Type: Research Studies
Date Published: July 16, 2013
Authors:
Research Topics:
Environment
Canadians are concerned about the abundance and quality of our freshwater resources, yet information is widely dispersed and often difficult to obtain. This publication reviews a wide array of data and government publications to assess the state of Canada’s water resources in an effort to make the information more accessible to policy-makers and the general public.

According to World Bank data, Canada has the fourth largest supply of annual renewable freshwater in the world. However, most major sources are situated far north of our population centres, southern supplies have been declining in recent decades, and we have relatively high per-capita usage (9th) compared to other countries. Nonetheless, Canadians still consume only a small fraction (1.6%) of what is annually available.
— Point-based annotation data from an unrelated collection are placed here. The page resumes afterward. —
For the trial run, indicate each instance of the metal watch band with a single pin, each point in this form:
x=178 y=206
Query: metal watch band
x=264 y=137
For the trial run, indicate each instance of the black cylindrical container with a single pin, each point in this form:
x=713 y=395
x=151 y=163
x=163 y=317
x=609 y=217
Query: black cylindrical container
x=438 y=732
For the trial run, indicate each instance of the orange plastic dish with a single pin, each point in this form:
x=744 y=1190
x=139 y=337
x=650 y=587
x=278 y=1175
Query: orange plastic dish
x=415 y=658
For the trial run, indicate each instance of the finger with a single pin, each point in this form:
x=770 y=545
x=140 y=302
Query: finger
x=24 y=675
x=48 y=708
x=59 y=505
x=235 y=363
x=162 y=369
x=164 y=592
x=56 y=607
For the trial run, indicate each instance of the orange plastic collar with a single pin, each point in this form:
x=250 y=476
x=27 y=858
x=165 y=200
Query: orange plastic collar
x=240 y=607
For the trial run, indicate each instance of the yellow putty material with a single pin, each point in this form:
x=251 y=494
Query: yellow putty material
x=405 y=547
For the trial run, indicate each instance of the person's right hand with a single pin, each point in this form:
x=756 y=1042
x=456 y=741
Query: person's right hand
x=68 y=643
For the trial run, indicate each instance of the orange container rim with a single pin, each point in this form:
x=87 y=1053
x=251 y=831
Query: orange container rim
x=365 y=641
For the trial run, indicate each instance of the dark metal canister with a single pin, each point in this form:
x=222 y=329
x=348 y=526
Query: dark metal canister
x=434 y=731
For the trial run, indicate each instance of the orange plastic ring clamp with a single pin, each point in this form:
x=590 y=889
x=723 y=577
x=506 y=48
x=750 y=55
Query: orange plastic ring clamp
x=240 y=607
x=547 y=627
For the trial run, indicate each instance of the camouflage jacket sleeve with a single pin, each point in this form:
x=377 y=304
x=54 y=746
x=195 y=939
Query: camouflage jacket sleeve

Furthermore, there are proven and effective policy tools like water pricing and allocation markets that can improve management in areas that currently experience seasonal shortages.
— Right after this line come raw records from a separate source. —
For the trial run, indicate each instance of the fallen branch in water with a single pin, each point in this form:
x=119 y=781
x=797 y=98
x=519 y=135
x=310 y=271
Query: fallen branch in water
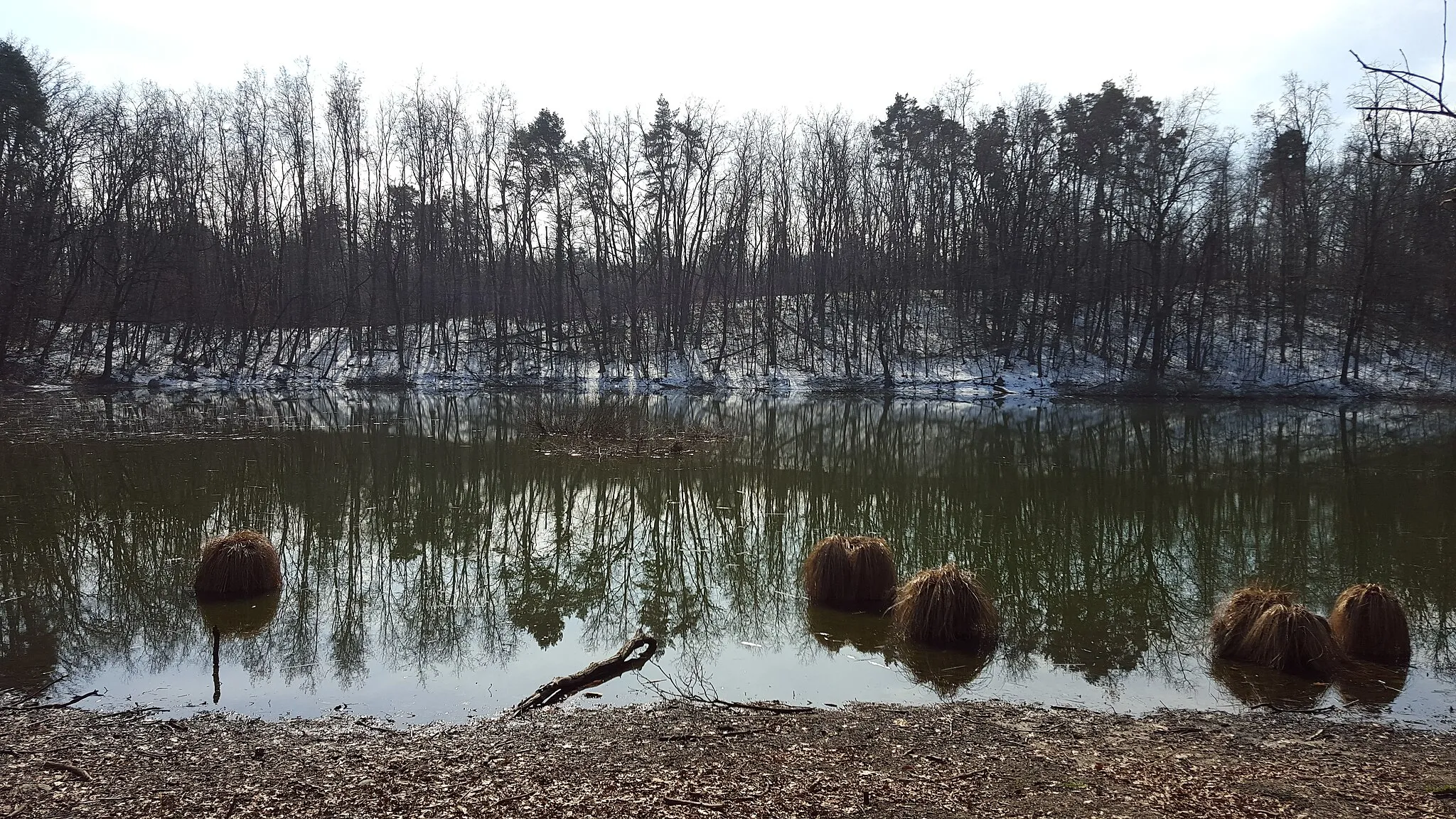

Canada ranks 9th in the world for water quality on the basis of a small subset of water-quality parameters (dissolved oxygen, pH, conductivity, phosphorus, and nitrogen). Furthermore, calculations based on data over time from specific water monitoring stations with a larger parameter set indicate that water quality across Canada appears to have been stable at most stations since the 1990s. In addition, nutrient levels in major Canadian rivers and lakes have largely remained stable between 1990 and 2006.
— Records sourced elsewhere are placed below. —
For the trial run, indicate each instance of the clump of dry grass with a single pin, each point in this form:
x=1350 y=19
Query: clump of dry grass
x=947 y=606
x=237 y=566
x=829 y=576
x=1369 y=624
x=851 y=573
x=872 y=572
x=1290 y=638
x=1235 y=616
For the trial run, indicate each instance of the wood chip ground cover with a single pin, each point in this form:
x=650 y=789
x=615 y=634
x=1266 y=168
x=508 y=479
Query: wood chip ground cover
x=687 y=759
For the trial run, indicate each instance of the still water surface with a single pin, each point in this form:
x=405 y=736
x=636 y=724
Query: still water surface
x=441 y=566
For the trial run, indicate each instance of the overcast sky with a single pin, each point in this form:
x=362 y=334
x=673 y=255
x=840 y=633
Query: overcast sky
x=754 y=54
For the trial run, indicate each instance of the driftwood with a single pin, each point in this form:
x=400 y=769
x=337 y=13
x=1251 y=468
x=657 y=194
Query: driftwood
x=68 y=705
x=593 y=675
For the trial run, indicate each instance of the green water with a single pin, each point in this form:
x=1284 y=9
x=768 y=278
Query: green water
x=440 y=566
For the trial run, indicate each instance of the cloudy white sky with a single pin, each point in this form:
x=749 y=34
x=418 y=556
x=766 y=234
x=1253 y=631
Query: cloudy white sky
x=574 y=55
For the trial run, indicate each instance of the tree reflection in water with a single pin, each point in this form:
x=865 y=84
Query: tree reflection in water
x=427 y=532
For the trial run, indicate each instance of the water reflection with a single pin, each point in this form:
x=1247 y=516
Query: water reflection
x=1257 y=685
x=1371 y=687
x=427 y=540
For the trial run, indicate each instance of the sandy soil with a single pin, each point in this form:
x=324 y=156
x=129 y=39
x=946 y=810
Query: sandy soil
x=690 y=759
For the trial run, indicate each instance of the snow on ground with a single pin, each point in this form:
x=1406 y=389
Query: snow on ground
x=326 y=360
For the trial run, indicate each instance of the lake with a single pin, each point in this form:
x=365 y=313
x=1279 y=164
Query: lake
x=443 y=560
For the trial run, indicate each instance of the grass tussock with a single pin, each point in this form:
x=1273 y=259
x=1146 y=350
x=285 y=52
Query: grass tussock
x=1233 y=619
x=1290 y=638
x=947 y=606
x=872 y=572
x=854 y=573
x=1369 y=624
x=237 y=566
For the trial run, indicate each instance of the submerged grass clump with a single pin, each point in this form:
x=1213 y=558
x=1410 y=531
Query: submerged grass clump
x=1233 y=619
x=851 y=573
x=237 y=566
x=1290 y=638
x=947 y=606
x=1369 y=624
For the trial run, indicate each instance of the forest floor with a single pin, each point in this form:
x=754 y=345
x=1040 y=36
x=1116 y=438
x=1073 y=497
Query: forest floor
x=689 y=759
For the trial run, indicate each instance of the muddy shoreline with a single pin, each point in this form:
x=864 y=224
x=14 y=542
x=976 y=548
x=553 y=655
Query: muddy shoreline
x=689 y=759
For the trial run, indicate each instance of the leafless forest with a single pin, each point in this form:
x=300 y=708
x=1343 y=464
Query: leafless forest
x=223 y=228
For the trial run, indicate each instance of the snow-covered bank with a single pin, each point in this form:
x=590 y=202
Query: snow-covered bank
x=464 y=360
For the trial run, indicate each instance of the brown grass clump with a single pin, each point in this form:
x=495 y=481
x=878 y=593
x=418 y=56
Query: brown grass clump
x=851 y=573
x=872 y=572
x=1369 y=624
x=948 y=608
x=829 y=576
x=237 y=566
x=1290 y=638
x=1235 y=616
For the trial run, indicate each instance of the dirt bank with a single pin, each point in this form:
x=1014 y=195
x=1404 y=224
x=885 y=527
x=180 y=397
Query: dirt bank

To obtain a more comprehensive picture of how Canadian water quality has changed over time, Canadian Environmental Indicators—Water reviews numerous government reports from each province. When we examine evidence from individual provinces over the long term, it is clear that, for many forms of pollution, water quality has improved greatly since the 1970s. In Ontario, total phosphorus has generally decreased in lakes and rivers since the 1970s. There has also been a general decline in mercury, PCBs, and many other toxic substances in the waters of Ontario and Quebec. Another example of improving water quality is the return to pre-settlement levels of total phosphorus in Lake Osoyoos in British Columbia. Bacteria levels are decreasing in major Alberta rivers from improvements to sewage treatment. Due to improvements in the bleaching process used in British Columbia’s pulp and paper mills, the province’s rivers have seen a significant decreases in chloride levels since the 1980s. Evidence from Ontario suggests that pesticides and pharmaceuticals in drinking water and chloride in rivers from road salt are currently not at a level to prompt concern for water quality.